Quaker Universalist Conversations

Tradition

This is my current statement of my tradition: I grew out of the

  • Mid-western tradition of the
  • U.S. tradition of the
  • Quaker tradition of the
  • Protestant tradition of the
  • Catholic tradition of the
  • Jewish tradition of the primordial human condition with cousins in the Islamic tradition and the Buddhist tradition and with more distant cousins in other religious traditions and non-religious traditions of the
  • Primordial human tradition of the
  • Mammal tradition (225m years ago) of the
  • Reptile tradition of the
  • Amphibian tradition of the
  • Fish tradition of the
  • Multicellular organism tradition of the
  • Single cell tradition of the
  • Pre-life tradition of the
  • Universe tradition of the
  • Cosmos

WISDOM | The Soul as a Microcosm of the Cosmos

This descriptive statement of my tradition is a statement about my understanding of universalism, Quaker universalism. Is this only my truth or is it a shared truth with you?

Tradition is the past that lives in the present.

  • Tradition is a key to understanding ourselves and our role
  • Tradition is both conscious and unconscious
  • Tradition is a selection: consciously and individually or unconsciously and culturally or a combination of the two
  • Selective memory and forgetting is part of choosing our tradition.
  • Selection of tradition has consequences. It matters to practice.

What can you say is your tradition? What are the consequences of the tradition you describe for your practice in life?

Your reflection on tradition will also help me to clarify my understanding of my (our) tradition.


Image Source

WISDOM | The Soul as a Microcosm of the Cosmos

Comments

Thanks for asking, Larry. My tradition began as spirit, not matter. With a likeness to the Creator, with free will, my spirit was able to both choose and incarnate in this material world (several times already). This process, however, is directed (consciously and unconsciously, as well as particularly and collectively) by the Christ-Spirit within me, and each individual, for development in, and as, the image of God. With this sense of my spiritual beginning, I am neither materially, as evolutionary, determined nor traditionally dependent for the purpose and goal of my existence. For indeed, how we end capitulates to how we began!
Or put more scholarly (via Henry J. Cadbury in The Making of Luke-Acts):"Prior to the question of its truth we have set the question of its genesis.
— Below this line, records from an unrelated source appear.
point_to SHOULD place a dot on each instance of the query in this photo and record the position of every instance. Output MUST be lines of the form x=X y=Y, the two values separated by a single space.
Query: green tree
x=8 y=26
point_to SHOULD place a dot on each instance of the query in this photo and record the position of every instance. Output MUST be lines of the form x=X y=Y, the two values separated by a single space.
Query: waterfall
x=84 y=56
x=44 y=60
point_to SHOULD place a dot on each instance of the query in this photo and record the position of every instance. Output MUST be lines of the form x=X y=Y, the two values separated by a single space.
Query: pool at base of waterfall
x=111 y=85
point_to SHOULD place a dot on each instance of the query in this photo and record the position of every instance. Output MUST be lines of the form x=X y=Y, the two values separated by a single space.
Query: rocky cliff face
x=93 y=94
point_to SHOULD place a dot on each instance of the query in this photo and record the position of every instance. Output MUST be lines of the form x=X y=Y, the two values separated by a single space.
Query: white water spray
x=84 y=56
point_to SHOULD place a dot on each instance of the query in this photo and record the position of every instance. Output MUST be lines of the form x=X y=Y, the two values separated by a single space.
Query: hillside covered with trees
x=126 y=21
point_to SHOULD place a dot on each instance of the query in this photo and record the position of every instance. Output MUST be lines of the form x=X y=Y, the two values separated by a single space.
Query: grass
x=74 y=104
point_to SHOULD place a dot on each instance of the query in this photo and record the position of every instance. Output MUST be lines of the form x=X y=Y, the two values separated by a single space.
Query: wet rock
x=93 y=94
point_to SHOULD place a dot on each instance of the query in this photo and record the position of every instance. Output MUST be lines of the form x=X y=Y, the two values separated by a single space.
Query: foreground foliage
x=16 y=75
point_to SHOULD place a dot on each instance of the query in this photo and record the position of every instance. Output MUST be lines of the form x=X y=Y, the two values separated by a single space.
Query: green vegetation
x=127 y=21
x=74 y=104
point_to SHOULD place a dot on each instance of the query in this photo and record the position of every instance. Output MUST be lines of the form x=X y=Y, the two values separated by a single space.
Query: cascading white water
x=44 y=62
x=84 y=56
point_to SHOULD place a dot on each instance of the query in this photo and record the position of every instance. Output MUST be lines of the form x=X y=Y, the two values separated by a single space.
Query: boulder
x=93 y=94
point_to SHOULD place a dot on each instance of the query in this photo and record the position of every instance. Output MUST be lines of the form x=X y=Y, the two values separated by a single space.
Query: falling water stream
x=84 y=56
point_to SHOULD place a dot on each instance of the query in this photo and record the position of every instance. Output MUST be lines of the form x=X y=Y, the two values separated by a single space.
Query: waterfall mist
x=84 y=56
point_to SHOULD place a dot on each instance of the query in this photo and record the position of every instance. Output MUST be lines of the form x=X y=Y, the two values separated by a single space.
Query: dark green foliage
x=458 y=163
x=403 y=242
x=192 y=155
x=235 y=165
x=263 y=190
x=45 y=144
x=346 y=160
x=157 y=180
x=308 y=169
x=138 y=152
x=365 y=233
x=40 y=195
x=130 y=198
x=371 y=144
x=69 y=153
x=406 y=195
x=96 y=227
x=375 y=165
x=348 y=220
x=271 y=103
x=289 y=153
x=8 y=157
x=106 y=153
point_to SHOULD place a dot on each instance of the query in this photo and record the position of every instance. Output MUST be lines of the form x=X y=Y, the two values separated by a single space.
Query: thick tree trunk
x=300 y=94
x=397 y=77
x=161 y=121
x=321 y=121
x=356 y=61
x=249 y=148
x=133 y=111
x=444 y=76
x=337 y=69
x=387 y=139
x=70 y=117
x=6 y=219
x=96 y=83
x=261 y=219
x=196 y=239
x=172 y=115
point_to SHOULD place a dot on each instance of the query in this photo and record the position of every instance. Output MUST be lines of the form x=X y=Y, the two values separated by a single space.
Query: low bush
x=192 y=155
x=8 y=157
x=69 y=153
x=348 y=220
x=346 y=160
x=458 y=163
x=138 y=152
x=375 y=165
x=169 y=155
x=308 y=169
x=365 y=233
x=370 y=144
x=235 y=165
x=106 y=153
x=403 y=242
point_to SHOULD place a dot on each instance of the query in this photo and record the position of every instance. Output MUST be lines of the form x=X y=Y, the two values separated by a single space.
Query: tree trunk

It may be confidently claimed that this order of procedure often throws light on the question of historicity, and perhaps more often gives the question of historicity a less insistent place in our thoughts. "It is desirable to approach historical records in this sequence and with this distinction. We should inquire what the author thought took place before we ask what took place. We should ask why the author narrates it as he does before we ask whether it is true as he narrates it. The study of the making of a book is a prerequisite to its evaluation.